Labour pledges to put transport at heart of ‘green industrial revolution’

The Labour Party has pledged to put transport at the top of the agenda as part of its plans for a ‘green industrial revolution’ when it next enters government.

The shadow transport secretary Andy McDonald yesterday stressed Labour’s commitment to tackling climate change as he outlined the approach the party would take if it were in power.

Giving a keynote speech at the Institute for Transport yesterday, McDonald said that Labour would look to encourage public transport use, bringing trains and buses back under public control and offering free bus travel to under-25s.

According to McDonald, Labour would also innovate the UK’s transport infrastructure with the railways at the forefront — investing in ultra-low emission vehicles (ULEV), completing HS2, electrifying the railways and expanding the existing railway network.

In his speech, McDonald said: ‘Transport is the UK’s single largest source of greenhouse gas emissions and the worst performing sector when it comes to reducing carbon emissions.

‘Labour will align the priorities of the Department for Transport with our commitment to tackle climate change. We will put an end to a Department that only plays lip service to climate change, and instead will ensure it puts at its core our moral responsibility to cut emissions and allocates departmental spending as if climate change really matters.’

The announcement, which also includes the introduction of a new Clean Air Act, forms part of Labour’s ‘green industrial revolution’ strategy which would see a huge investment in moving the UK towards a zero-carbon economy by 2050.

McDonald said that Labour would set a carbon budget consistent with the Paris Agreement on climate change, with each transport sector — rail, road, aviation and maritime — having carbon reduction targets in line with that budget.

Regarding aviation, Labour has also guaranteed that any expansion to a UK airport — such as Heathrow’s sixth terminal — must address noise issues, protect air quality, meet the UK’s climate obligations and support national growth before it would be authorised.

‘The next Labour government intends to drive a Green Industrial Revolution,’ McDonald concluded. ‘Transport, and the railway, in particular, was at the heart of the Industrial Revolution.

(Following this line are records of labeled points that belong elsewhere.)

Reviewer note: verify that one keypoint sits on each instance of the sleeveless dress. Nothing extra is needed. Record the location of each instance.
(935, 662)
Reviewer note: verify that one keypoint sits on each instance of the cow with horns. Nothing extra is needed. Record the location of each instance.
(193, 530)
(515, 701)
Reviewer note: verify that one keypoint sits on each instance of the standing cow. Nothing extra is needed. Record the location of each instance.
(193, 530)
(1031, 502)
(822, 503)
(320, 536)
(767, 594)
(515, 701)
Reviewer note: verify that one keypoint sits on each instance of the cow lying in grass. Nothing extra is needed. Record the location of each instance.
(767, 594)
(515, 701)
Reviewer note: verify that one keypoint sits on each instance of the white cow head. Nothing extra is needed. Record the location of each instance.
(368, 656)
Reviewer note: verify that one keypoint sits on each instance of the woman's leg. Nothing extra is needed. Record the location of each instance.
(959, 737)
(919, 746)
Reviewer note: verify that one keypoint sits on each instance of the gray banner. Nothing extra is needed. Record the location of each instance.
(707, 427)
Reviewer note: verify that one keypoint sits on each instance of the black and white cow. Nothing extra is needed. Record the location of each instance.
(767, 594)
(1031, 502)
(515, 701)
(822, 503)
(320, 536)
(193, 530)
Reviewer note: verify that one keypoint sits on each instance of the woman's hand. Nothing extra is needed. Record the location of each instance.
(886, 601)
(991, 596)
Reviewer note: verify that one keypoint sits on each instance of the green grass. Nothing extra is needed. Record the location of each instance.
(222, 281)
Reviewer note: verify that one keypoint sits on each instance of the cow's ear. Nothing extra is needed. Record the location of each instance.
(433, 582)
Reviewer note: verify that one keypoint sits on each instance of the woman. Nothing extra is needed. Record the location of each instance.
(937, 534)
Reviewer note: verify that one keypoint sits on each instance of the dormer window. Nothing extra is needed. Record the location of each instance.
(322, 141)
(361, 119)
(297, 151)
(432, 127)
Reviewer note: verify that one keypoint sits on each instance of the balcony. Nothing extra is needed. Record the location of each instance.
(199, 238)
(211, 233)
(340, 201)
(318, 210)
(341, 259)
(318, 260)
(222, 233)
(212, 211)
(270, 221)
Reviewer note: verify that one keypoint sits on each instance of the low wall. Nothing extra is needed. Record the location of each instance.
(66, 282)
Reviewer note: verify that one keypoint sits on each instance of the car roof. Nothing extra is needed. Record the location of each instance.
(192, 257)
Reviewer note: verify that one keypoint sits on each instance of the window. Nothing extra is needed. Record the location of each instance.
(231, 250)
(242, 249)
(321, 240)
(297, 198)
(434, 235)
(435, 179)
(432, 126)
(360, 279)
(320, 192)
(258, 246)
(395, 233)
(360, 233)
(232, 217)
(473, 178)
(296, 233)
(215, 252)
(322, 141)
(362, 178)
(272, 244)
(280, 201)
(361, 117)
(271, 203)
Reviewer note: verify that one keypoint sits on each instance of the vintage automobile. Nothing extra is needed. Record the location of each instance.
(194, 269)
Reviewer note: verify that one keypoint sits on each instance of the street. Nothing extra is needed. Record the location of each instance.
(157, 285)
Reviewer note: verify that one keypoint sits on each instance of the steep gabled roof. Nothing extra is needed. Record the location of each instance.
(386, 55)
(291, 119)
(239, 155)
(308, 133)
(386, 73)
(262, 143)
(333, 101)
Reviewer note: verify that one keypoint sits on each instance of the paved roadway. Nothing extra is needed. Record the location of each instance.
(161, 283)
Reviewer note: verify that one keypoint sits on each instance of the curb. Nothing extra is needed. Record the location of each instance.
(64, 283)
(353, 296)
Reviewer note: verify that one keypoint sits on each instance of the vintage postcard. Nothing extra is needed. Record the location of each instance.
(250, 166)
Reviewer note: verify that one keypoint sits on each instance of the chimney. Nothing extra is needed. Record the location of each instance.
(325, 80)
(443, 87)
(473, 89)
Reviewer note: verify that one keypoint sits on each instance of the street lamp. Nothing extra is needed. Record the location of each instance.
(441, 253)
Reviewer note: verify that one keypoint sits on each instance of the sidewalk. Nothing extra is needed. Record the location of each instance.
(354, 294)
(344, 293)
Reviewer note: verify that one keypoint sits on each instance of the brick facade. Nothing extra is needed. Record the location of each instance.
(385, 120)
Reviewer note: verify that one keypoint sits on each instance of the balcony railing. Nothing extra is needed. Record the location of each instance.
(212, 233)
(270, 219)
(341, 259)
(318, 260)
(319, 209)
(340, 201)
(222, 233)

And so those greenest forms of transport with the railway at the forefront, are critical to our plans for a Green Industrial Revolution.’

The announcement came the day after the Department for Transport announced its strategy for future mobility across the UK’s cities.

The DfT’s Future of Mobility: Urban Strategy outlined how it plans to use tech to make transport greener and more efficient, including regulations for new vehicles such as e-scooters.

The government published its Clean Air Strategy this past January and is set to finalise its flagship Environment Bill later this spring.